Students Express Their Feelings Towards Reading

Junior Marquis Norman reads a book in the library. Norman likes to read during SSR.

By Lars Johnson

Some high school students have read whole Shakespearian sagas, while others are still struggling through the pages of Clifford the Big Red Dog. Here at Loy Norrix the type of literature students read has a very large spectrum. Some of the students have more advanced views on books than others.

One student appeared to have open disdain for reading, and did not seem to have very much respect for books.

“My favorite books are the ones I don’t have to read,” said freshman Marshall Mead.

Unfortunately, there are many teenagers that share similar beliefs to this. According to the National Endowment for the Arts (NEA), the average 15 to 24 year old spends about two hours watching television and only about seven minutes of leisure time reading per day.
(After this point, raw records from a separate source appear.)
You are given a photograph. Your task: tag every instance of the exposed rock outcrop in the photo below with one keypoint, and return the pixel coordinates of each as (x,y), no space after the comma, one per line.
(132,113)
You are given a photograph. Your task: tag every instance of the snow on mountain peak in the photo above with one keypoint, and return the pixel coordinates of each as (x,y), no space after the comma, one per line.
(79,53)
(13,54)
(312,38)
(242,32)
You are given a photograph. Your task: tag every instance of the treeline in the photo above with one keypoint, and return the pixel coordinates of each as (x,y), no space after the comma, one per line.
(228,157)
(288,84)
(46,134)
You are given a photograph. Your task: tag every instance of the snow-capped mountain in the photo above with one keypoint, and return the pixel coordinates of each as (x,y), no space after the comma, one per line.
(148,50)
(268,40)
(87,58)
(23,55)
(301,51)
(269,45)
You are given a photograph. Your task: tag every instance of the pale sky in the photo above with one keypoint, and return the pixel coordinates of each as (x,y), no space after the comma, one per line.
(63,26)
Mead bluntly responded no to the question of whether or not he even liked to read. A constant decline in high school students’ interest in reading has become very evident recently. The NEA released a study that less than one-third of thirteen year olds are daily readers, a figure that dropped 14% from a study taken twenty years ago.

Some teenagers however do take interest in reading. Sierra Ritsema said that she read fiction, non-fiction, science fiction and anime.
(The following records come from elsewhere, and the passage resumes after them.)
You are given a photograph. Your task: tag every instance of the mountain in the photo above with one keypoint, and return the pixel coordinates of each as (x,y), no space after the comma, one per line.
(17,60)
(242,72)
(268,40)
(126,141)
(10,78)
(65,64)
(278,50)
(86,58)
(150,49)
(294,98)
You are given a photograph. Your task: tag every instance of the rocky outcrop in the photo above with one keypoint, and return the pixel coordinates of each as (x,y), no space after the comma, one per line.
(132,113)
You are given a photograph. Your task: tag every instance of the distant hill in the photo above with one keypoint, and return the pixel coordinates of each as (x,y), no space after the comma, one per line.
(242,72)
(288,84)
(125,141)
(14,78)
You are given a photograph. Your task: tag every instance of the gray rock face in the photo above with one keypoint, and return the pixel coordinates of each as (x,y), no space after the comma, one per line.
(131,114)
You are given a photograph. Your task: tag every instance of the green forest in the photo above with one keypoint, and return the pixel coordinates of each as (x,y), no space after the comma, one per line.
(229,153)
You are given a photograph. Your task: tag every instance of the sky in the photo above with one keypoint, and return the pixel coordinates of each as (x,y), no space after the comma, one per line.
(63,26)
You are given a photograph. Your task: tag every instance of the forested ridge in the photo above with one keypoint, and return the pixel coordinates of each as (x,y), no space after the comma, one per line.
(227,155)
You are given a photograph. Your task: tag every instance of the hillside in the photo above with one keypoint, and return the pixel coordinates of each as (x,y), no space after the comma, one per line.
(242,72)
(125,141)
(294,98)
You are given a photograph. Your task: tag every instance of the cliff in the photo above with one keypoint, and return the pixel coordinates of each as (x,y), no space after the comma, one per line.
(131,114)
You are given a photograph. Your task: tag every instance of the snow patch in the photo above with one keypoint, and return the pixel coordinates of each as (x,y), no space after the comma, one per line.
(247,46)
“I read them because I like different styles of writing,” said Ritsema.

It should be kept in mind that by increasing your literary knowledge you will most likely get a better grade on standardized tests such as the SAT (according to

The novels assigned for school projects have a wide range, which span from classics such as Romeo and Juliet to slightly more unfamiliar books such as The Adventures of Ibn Battuta.  Many students enjoy reading and can handle these somewhat heavy works of literature. Others dislike having to read for school.

“It takes up too much time,” said Mead.

From this small sample of students who were interviewed, it can be seen that there is great diversity in the reading habits of students at Loy Norrix.